Para o domingo, meu programa em Brasília previa, além da conferência na bienal, um almoço em que seria entrevistado pelo jornal “Valor Econômico”. A “mudança urgente” consistia em que, às 12h30, um chofer da Presidência da República passaria para nos buscar para almoçar com Dilma Rousseff.

Minha surpresa maiúscula se justificava pelo fato de que nunca antes havia recebido convite semelhante. Não sou do tipo de escritor que busca a amizade de poderosos e famosos; tanto menos se esses poderosos e famosos são políticos, uma espécie pela qual nutro, desde sempre, respeito –e, cada vez mais, uma compacta desconfiança, fomentada pela realidade.

Devo dizer que não foi tão logo que abandonei a ideia de que seria uma brincadeira de mau gosto, embora também tenha considerado que se tratasse de um equívoco.

Do mesmo modo, porém, preciso dizer que, depois de informar Lucía da mudança de programa, decidi esperar pacientemente (na verdade, impacientemente) que o encontro tivesse lugar, antes de falar dele com qualquer outra pessoa: se, no final, pelo motivo que fosse, o convite se frustrasse, ninguém acreditaria que aquilo não passara de imaginação de um romancista, muito embora os que me conhecem saibam que eu seria incapaz de inventar algo assim.

Mas, pontual, no domingo foi nos buscar Marco Aurélio Garcia, assessor da Presidência e um dos maiores conhecedores da atualidade latino-americana, além de amigo de Dilma Rousseff.

O carro enviado pela presidente nos levou até o Palácio da Alvorada, a esplêndida casa criada por Niemeyer que, em um passeio turístico matinal, havíamos visto de longe. Agora, porém, como se fosse apenas uma visita a uma casa de arquitetura fabulosa, mas desprovida de implicações sociais e políticas, entrávamos na residência dos mandatários brasileiros, onde nos esperava sua habitante atual.
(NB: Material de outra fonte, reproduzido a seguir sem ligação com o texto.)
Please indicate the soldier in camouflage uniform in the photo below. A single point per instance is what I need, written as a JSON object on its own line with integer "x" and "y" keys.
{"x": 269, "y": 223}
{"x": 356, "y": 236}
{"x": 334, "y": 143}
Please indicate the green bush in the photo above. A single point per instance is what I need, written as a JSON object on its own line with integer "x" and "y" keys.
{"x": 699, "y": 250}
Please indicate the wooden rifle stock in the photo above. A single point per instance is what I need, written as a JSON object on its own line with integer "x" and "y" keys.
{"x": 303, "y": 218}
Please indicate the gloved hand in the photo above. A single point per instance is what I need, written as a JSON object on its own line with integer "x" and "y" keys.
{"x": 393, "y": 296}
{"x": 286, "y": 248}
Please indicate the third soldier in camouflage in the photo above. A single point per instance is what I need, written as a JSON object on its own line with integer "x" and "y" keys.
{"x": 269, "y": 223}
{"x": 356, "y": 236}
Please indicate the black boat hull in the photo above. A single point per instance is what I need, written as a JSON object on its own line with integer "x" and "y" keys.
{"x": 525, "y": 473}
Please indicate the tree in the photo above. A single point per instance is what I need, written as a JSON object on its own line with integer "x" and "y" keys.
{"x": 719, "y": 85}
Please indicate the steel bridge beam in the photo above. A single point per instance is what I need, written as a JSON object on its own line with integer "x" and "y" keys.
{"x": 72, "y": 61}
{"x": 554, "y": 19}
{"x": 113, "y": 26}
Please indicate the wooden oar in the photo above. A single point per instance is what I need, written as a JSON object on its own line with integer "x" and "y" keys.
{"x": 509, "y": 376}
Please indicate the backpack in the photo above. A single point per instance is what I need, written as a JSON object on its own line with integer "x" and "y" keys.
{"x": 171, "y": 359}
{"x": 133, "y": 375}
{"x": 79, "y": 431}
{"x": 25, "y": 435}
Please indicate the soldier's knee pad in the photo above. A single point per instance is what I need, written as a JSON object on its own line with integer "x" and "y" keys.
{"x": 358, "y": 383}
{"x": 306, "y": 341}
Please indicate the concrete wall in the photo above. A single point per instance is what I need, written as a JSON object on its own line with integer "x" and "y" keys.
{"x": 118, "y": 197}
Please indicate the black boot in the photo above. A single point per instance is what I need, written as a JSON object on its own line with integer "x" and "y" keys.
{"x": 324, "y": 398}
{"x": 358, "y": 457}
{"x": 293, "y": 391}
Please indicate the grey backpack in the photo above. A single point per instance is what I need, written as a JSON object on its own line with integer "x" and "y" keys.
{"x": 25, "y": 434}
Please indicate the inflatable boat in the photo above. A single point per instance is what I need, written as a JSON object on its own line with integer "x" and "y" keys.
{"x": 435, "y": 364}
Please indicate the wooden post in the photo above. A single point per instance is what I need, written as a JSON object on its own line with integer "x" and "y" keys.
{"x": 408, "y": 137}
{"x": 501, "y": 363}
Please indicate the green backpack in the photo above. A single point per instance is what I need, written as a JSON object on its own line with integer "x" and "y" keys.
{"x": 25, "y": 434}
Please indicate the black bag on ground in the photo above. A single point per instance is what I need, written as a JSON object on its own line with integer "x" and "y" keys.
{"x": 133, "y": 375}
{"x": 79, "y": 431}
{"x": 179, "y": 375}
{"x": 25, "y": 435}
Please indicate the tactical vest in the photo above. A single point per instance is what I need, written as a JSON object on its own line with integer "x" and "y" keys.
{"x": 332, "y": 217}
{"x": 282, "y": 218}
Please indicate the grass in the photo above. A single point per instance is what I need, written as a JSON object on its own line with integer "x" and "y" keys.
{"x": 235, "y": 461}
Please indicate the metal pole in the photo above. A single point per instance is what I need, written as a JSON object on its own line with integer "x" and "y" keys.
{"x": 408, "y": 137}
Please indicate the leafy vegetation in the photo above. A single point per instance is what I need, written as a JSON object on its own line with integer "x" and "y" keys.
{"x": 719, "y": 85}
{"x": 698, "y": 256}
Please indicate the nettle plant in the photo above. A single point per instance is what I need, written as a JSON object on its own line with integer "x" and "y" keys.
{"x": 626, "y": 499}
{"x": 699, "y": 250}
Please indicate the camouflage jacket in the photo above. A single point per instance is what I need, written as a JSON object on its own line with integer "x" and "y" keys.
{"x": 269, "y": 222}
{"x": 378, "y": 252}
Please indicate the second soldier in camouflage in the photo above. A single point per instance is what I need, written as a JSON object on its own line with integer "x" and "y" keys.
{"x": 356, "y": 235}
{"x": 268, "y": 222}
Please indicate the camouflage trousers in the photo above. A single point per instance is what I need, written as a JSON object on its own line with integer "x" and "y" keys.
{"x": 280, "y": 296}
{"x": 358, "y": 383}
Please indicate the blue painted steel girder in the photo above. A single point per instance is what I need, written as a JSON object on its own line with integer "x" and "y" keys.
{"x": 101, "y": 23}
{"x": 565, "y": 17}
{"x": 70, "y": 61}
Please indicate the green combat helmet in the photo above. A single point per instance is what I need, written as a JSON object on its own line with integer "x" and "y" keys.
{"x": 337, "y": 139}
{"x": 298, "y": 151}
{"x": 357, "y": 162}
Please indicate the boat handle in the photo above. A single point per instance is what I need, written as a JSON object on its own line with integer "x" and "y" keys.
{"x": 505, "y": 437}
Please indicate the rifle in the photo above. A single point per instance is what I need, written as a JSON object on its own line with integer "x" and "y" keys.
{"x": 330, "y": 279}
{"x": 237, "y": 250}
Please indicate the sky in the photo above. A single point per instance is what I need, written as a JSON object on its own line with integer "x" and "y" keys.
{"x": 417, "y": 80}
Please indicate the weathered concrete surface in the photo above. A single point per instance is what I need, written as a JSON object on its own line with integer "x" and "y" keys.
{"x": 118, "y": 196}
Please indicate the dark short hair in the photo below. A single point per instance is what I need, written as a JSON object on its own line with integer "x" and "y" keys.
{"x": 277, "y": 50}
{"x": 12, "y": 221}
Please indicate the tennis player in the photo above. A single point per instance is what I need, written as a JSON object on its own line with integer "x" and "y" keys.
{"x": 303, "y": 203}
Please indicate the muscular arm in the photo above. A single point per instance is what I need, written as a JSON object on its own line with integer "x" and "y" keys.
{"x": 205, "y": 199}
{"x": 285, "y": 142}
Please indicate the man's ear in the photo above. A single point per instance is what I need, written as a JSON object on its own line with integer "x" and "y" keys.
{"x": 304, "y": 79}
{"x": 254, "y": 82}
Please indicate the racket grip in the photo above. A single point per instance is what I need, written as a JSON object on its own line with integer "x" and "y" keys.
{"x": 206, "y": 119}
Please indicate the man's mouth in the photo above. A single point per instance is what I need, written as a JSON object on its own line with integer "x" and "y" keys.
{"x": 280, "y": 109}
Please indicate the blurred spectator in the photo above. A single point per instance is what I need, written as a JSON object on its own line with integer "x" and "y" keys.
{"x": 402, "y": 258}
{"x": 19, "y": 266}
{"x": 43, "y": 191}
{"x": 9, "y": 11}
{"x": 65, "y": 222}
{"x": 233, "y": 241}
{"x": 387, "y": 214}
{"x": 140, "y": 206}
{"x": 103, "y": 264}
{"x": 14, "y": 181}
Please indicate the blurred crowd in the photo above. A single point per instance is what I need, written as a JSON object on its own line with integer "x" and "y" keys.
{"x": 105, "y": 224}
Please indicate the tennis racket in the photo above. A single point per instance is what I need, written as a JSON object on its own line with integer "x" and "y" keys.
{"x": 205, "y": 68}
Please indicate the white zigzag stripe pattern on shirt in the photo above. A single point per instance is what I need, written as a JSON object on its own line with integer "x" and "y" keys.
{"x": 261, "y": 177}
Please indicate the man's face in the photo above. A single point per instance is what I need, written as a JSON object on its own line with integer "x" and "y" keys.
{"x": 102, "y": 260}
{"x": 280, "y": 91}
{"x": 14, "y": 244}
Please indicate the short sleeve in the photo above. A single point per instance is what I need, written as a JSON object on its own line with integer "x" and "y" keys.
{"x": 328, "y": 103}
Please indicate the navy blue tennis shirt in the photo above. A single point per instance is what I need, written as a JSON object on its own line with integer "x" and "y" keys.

Há algum tempo, fiquei sabendo que Dilma Rousseff me conhecia. Numa entrevista na eleição de 2010, um jornalista lhe perguntou o que estava lendo, e ela respondeu que lia um romance de um cubano chamado Leonardo Padura, “El Hombre que Amaba a los Perros”, e que o livro lhe parecia particularmente interessante pelo que podia aprender da trama narrada.

Mas de me ler a me convidar para um almoço ao saber que eu estava em Brasília vai um longo caminho, que se encerrou num encontro de quase três horas, no qual falamos de literatura, da realidade brasileira e da cubana, da saúde recuperada de Lula e, claro, de temas candentes: o programa Mais Médicos, sustentado com médicos do meu país, e a próxima Copa do Mundo, que tem deixado em suspenso toda a nação sul-americana –e não só pelo lado esportivo.

Depois de dizer à presidente que me sentia especialmente honrado, não pelo convite vir de um chefe de Estado, mas dela, precisamente, uma pessoa pela qual –como por seu antecessor, Lula– tenho patente admiração, os protocolos desapareceram.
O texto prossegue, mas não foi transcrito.